Re: Progress on fast path sorting, btree index creation time

From: Robert Haas <robertmhaas(at)gmail(dot)com>
To: Peter Geoghegan <peter(at)2ndquadrant(dot)com>
Cc: Tom Lane <tgl(at)sss(dot)pgh(dot)pa(dot)us>, PG Hackers <pgsql-hackers(at)postgresql(dot)org>
Subject: Re: Progress on fast path sorting, btree index creation time
Date: 2012-01-06 17:29:04
Message-ID: CA+TgmoZ_8wSrwu6xLSVi300SW0102=1L2KJ-hnP_R_mTstyLHg@mail.gmail.com
Views: Raw Message | Whole Thread | Download mbox | Resend email
Thread:
Lists: pgsql-hackers

On Fri, Jan 6, 2012 at 12:10 PM, Peter Geoghegan <peter(at)2ndquadrant(dot)com> wrote:
> As you know, all queries tested have lots and lots of duplicates (a
> ~1.5GB table that contains the same number of distinct elements as a
> ~10MB table once did), and removing the "duplicate protection" for
> btrees, on top of everything else, sees the qsort do an awful lot
> better than HEAD does with the psuedo-protection.

Does that also win vs. unpatched master? If so we may as well pull
that part out and commit it separately.

>> I can't find any description of how this actually works... obviously,
>> we'd like to find a close-to-median element, but how do we actually do
>> that cheaply?
>
> Uh, it works whatever way you want it to work. The implementation has
> to figure out how to get the median ahead of time.

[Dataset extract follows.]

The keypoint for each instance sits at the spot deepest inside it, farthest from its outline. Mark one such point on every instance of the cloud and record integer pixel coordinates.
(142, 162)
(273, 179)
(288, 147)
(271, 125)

Oh. I'd be inclined to think that would be pretty inefficient, unless
we only did it for very large partitions or when we observed that some
less costly strategy was tanking.

>> I gather from a quick read that this is supposed to be especially good
>> when the data is already somewhat sorted.  Would there be any merit in
>> trying to guess when that's likely to be the case (e.g. based on the
>> correlation statistic)?   That seems like a stretch, but OTOH a GUC
>> doesn't feel great either: what is the poor user to do with a query
>> that does 2 sorts, one of which is faster with QS and the other of
>> which is faster with Timsort?  Ugh.
>
> I'd imagined that it might work a bit like default_statistics_target.
> Of course, I was just thinking out loud. Also, we do a very good job
> on *perfectly* pre-sorted input because we check for pre-sorted input.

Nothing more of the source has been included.